I realized that I was on the verge of breaking down again. I had to stop this. I couldn’t let this person, this stranger, so far inside my guard. “Look, Maggie is dead, okay? She’s gone. It doesn’t matter anymore.”
“Please don’t do that, David.” Sonja’s voice was gently insistent. “Don’t slip behind that wall that you’ve built for yourself. Right now, you’re close to something, maybe closer than you’ve been in years. Don’t run away from it. Face it. It’s a question you need to answer. If not to me, then at least to yourself. Why couldn’t you say good-bye?”
Fresh tears welled up in my eyes. I squeezed them shut again. “They took her from me. The bastards took her away.”
“Who took her?”
“I carried her,” I said. “I could barely walk; my hands were sliced up; one of my ankles was twisted, but I carried her. I don’t know how, but I carried her from that... from a warehouse about three klicks Northeast of Dome 10, all the way to the Humboldt Street Lock.”

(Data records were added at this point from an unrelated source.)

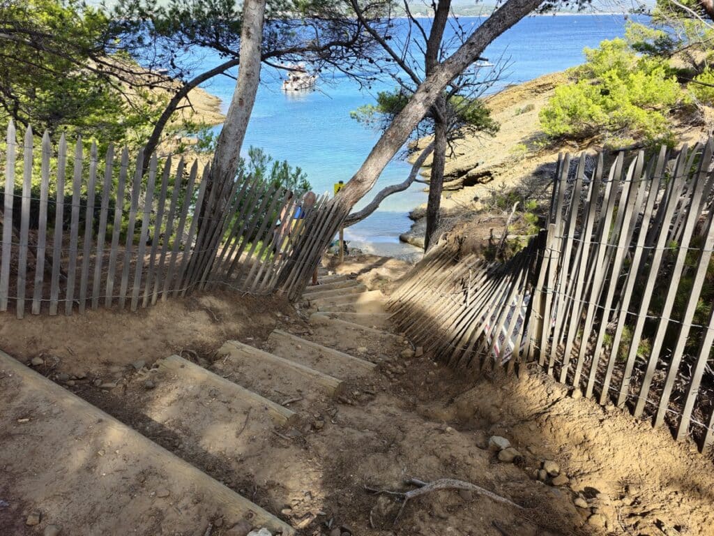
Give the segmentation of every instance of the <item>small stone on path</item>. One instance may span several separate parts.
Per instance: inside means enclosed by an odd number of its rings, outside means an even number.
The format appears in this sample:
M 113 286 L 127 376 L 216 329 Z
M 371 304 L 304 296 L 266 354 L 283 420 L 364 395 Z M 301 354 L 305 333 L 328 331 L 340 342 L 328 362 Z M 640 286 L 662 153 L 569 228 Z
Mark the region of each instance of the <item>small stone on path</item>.
M 247 536 L 253 527 L 246 520 L 241 520 L 223 533 L 223 536 Z
M 33 510 L 30 512 L 30 515 L 27 516 L 27 519 L 25 520 L 25 525 L 28 527 L 34 527 L 36 525 L 40 524 L 40 519 L 42 517 L 41 514 L 37 510 Z
M 576 497 L 575 500 L 573 501 L 573 503 L 578 508 L 587 508 L 588 506 L 588 501 L 586 501 L 582 497 Z
M 500 452 L 498 452 L 498 460 L 501 462 L 511 462 L 517 457 L 521 456 L 521 452 L 514 449 L 513 447 L 509 447 L 507 449 L 503 449 Z
M 552 460 L 546 460 L 543 462 L 543 468 L 545 470 L 551 477 L 557 477 L 560 474 L 560 466 Z
M 570 482 L 570 479 L 568 478 L 565 475 L 558 475 L 557 477 L 553 479 L 553 485 L 554 486 L 564 486 L 568 482 Z
M 492 435 L 488 438 L 488 450 L 493 452 L 503 450 L 511 447 L 511 442 L 500 435 Z
M 608 518 L 602 514 L 593 514 L 588 518 L 588 523 L 593 527 L 605 528 L 608 526 Z

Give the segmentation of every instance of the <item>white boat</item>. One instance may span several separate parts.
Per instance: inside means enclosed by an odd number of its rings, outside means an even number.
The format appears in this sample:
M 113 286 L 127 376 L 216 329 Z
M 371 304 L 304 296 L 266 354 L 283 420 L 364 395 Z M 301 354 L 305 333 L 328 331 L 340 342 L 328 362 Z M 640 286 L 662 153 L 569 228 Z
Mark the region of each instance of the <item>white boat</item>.
M 288 78 L 283 81 L 283 91 L 304 91 L 315 89 L 317 74 L 311 74 L 302 64 L 284 66 L 289 69 Z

I stopped, swallowing several times before continuing. “A taxi rushed us both to the hospital. I had a concussion. I’d taken a pretty good knock on the head. I guess I passed out in the cab on the way to the emergency room. I woke up in a hospital bed three days later, ranting and raving, demanding to know about Maggie. Eventually, one of the doctors worked up the nerve to tell me what I already knew: Maggie had been dead on arrival. I could have dealt with that. I could have learned to deal with it, but they... they...”
“What, David? What did they do?”
I lay there breathing heavily, trying to gain control of my voice.